Afin de réduire ses coûts, la division ferroviaire de Bombardier fait fabriquer de plus en plus de pièces dans les pays en développement, ce qui inquiète le syndicat des employés du constructeur à La Pocatière.
"Bombardier va devoir s'assurer d'être compétitif. Si je prends l'exemple de l'industrie automobile, une voiture peut être assemblée dans un marché comme le Canada ou les États-Unis, mais quand on regarde les pièces, eh bien il y a un très grand contenu qui vient de marchés à bas coûts. Je pense que notre industrie, autant l'aviation que le transport, vit un peu la même chose", a déclaré le président et chef de la direction de Bombardier, Pierre Beaudoin, lors d'une entrevue accordée récemment à La Presse Canadienne au sommet de Davos, en Suisse.
"Ce n'est pas vrai qu'un train, aujourd'hui, peut être fabriqué entièrement en Europe (ou en Amérique du Nord), a-t-il ajouté. Dans le futur, je pense que ça va être des trains globaux avec des pièces qui viennent d'un peu partout dans le monde."
M. Beaudoin a souligné que le secteur de l'aéronautique était plus avancé à cet égard que celui du transport ferroviaire. Ainsi, des composantes d'avions Bombardier qui étaient fabriquées au Japon il n'y a pas si longtemps le sont désormais en Chine.
Il reste que le changement est bien en marche chez Bombardier Transport. Il y a six ans, l'entreprise achetait pour 50 millions $ US de pièces et de services dans des pays à bas coûts. Aujourd'hui, c'est plus de 1 milliard $ US, un chiffre qui continuera de croître à bon rythme, a indiqué le président de Bombardier Transport, André Navarri, en décembre.

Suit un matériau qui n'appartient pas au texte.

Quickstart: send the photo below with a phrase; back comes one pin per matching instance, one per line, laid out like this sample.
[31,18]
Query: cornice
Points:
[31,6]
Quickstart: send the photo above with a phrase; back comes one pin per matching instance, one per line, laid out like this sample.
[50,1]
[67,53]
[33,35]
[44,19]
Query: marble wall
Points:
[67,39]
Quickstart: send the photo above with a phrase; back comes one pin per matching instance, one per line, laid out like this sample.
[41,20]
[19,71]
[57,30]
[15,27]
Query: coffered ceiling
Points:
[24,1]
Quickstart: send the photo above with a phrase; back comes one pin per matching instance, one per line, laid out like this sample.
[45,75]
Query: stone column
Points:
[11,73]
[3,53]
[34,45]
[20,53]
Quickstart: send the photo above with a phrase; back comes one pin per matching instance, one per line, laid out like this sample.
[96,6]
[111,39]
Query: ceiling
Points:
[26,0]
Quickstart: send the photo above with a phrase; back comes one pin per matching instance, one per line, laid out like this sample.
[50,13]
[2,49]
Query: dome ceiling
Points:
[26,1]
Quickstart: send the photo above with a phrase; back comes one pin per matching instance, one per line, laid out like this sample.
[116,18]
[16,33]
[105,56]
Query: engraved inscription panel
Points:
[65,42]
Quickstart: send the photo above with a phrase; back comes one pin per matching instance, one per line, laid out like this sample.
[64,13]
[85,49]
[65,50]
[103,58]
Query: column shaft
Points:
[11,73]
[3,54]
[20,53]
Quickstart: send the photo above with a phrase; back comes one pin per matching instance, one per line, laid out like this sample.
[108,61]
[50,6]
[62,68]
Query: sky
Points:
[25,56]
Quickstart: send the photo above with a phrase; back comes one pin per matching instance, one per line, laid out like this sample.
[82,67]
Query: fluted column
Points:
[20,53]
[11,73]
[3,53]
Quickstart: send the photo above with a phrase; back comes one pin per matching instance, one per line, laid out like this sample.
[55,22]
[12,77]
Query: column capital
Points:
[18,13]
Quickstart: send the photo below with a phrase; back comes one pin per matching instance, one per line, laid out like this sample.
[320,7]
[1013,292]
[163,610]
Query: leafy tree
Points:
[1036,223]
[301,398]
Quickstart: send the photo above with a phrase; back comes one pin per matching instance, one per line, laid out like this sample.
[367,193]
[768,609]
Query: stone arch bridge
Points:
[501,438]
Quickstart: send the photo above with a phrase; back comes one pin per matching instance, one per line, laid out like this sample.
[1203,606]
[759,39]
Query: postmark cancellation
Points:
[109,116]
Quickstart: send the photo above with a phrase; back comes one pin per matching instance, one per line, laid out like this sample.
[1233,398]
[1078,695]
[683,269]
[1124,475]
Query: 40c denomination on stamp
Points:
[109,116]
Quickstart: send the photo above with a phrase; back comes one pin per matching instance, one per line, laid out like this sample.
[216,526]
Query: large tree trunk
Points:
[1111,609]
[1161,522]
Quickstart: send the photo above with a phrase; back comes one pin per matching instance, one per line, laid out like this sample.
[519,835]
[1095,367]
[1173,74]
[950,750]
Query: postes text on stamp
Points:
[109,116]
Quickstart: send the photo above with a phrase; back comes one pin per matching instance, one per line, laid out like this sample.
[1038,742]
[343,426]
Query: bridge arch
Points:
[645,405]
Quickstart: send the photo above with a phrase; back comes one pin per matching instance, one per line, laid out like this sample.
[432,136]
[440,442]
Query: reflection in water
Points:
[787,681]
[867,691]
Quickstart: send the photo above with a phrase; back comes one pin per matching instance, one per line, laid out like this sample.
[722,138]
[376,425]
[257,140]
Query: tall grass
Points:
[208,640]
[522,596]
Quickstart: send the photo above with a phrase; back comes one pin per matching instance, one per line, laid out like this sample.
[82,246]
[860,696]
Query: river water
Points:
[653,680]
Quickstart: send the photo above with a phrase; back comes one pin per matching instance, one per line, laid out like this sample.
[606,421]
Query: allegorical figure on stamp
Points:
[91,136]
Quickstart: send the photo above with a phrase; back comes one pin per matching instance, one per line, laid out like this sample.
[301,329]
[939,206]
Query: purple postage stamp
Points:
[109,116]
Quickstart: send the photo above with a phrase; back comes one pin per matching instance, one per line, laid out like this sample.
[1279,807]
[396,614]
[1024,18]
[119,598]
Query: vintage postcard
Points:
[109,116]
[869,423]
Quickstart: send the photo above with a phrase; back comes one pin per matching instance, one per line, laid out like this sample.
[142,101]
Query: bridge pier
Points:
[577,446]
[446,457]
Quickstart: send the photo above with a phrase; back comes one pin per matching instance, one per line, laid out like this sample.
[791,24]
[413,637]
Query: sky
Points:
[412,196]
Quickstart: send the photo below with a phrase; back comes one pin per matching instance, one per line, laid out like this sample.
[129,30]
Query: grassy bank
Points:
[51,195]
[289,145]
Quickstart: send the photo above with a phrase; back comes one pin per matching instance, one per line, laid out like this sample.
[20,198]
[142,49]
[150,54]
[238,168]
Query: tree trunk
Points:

Les installations mexicaines de Bombardier Transport ont notamment fabriqué les châssis arrières des voitures à deux étages destinées à l'Agence métropolitaine de transport, les caisses et les sous-châssis des futurs tramways de Toronto ainsi que châssis de bogie des nouvelles voitures du métro de Chicago.
"Notre usine du Mexique va participer à la fabrication des voitures du métro de Montréal comme elle participe à tous les produits qu'on fait en Amérique du Nord", a indiqué Pierre Beaudoin.
C'est en 1992 que Bombardier Transport a acquis sa première usine mexicaine, située à Sahagun, au nord-est de Mexico. Mais ce n'est qu'au cours des dernières années que la fabrication de pièces destinées au reste de l'Amérique du Nord s'est intensifiée. En 2009, l'entreprise a mis sur pied de nouvelles installations de fabrication d'assemblages électriques.
Les syndiqués inquiets
À La Pocatière, où se trouve la seule usine québécoise de Bombardier Transport, les effets de la hausse de la production mexicaine se font sentir.
"On fabrique moins de pièces qu'avant", a affirmé le président du syndicat des employés, Mario Lévesque, au cours d'un entretien téléphonique.
"Il y a des pièces fabriquées au Mexique qui arrivent ici et qu'on ne fait qu'assembler, a-t-il noté. C'est sûr que nous ça nous enlève des emplois à La Pocatière."
Le syndicat ne déplore pas uniquement la délocalisation au Mexique, mais aussi l'accroissement de la sous-traitance au Canada. "Ça nous inquiète, mais c'est difficile de contrôler ça", a soupiré M. Lévesque.
Mais pour Bombardier, qui fait face chaque jour à d'autres multinationales dotées d'usines dans les pays pauvres, il est difficile de se passer de ces économies de coûts, surtout que les marges bénéficiaires sont très minces dans cette industrie.
C'est sans compter que les constructeurs chinois ont commencé à concurrencer Bombardier, Alstom et Siemens dans leurs marchés traditionnels. Pour l'instant, Pierre Beaudoin ne s'attend pas à ce que les Chinois ravissent d'importantes parts de marchés aux Occidentaux.
Il n'exclut pas, toutefois, que l'une des deux principales entreprises chinoises du secteur, CNR et CSR, détrônent bientôt Bombardier de son premier rang mondial.
"C'est réaliste, mais ce sera basé sur leur marché intérieur, a-t-il expliqué. Donc (CNR ou CNR) pourrait devenir le plus gros fabricant au monde avec un marché local qui représenterait un très grand pourcentage de leurs ventes. Maintenant, est-ce que ça change notre stratégie? Non, parce que c'est quelque chose qu'on voit venir depuis longtemps."
Bombardier Transport compte pas moins de 4000 employés en Chine et peut y faire fabriquer des pièces destinées à d'autres marchés dans la mesure où cela ne contrevient pas aux exigences de contenu local établies par les gouvernements.
L'action de Bombardier a clôturé à 6,23 $ lundi, en hausse de 0,2 pour cent, à la Bourse de Toronto.